Des performances multipliées par 10 en 40 ans
En quarante ans, les performances de la famille Ariane ont été multipliées par dix, ce qui lui a permis de s’assurer une place sur le marché des lancements de satellites commerciaux, dominé initialement par les États-Unis. Avec la navette, en service à partir de 1981, l’Oncle Sam a pensé un temps renforcer sa position de leader. Mais l’avion spatial américain ne fera pas baisser les coûts d’accès à l’orbite terrestre. Pas plus qu’il n’enverra les fusées à la retraite. Et l’explosion de la navette Challenger le 28 janvier 1986, entraînant la mort des sept astronautes de la mission STS-51L, sonne le glas de ces ambitions. Pour Ariane, c’est l’occasion de devenir l’opérateur numéro un du marché. Elle gagnera jusqu’à 60 % des lancements commerciaux en 2009. Une place au sommet qui lui est aujourd’hui disputée par Space X et sa fusée Falcon 9 semi-réutilisable.

Quatre décennies plus tard, après 451 satellites envoyés dans l’espace, la machine à lancer Ariane est contrainte de se renouveler. Ariane 5 ne peut plus faire face à la concurrence, essentiellement en matière de prix. Un nouveau chapitre s’ouvre donc avec Ariane 6, dont l’objectif est de proposer des lancements de satellites avec des coûts de 40 à 50 % inférieurs à ceux d’Ariane 5.

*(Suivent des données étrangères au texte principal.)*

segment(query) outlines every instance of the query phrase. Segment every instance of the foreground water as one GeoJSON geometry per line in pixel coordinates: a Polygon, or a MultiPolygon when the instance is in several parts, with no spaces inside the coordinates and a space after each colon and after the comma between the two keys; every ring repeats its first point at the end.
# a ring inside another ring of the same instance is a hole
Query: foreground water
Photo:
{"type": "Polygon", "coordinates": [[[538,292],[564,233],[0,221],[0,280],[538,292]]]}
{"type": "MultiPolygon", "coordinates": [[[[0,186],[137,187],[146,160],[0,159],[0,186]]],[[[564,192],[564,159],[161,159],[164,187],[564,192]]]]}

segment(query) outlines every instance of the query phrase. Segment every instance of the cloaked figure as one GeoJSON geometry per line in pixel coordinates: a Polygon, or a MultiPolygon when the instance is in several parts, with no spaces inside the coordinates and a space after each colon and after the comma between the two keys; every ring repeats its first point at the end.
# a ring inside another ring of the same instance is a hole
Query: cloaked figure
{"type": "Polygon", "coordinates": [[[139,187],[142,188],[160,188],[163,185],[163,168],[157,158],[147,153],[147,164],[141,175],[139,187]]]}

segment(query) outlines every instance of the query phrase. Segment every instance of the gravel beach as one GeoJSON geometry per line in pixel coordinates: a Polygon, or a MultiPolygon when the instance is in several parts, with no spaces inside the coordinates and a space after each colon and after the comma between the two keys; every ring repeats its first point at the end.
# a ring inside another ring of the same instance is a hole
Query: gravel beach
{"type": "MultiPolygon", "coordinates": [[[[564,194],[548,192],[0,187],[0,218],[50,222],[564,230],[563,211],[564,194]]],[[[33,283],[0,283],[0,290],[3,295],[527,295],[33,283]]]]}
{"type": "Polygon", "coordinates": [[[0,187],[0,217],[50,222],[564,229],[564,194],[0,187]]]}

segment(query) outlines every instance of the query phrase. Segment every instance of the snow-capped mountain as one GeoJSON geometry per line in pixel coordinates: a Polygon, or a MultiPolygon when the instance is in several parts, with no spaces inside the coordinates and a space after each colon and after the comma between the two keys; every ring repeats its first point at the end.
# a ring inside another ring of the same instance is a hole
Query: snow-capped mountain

Si Ariane 1 a eu pour but d’assurer l’autonomie de l’Europe dans l’espace, Ariane 6 aura exactement le même rôle face à la concurrence américaine de Space X ou encore chinoise avec Longue Marche. « L’histoire se répète. Nous ne pouvons nous permettre d’être dépendants en matière d’accès à l’espace », déclarait André-Hubert Roussel, le directeur général d’Arianegroup, lors d’un récent rendez-vous organisé par l’AJPAE.
Lors de la conférence de l’ESA qui s’est tenue à Séville les 27 et 28 novembre, les ministres européens de la Recherche des 22 États membres l’ont compris et ont garanti pour les lanceurs un budget de 2,7 milliards d’euros jusqu’en 2022 (dont 512 M€ pour l’entretien du Centre spatial guyanais sur cinq ans). Une manière d’assurer les trois années de transition prévues entre Ariane 5 et Ariane 6, dont le premier envol est attendu fin 2020, et ainsi la poursuite de l’aventure européenne dans l’espace.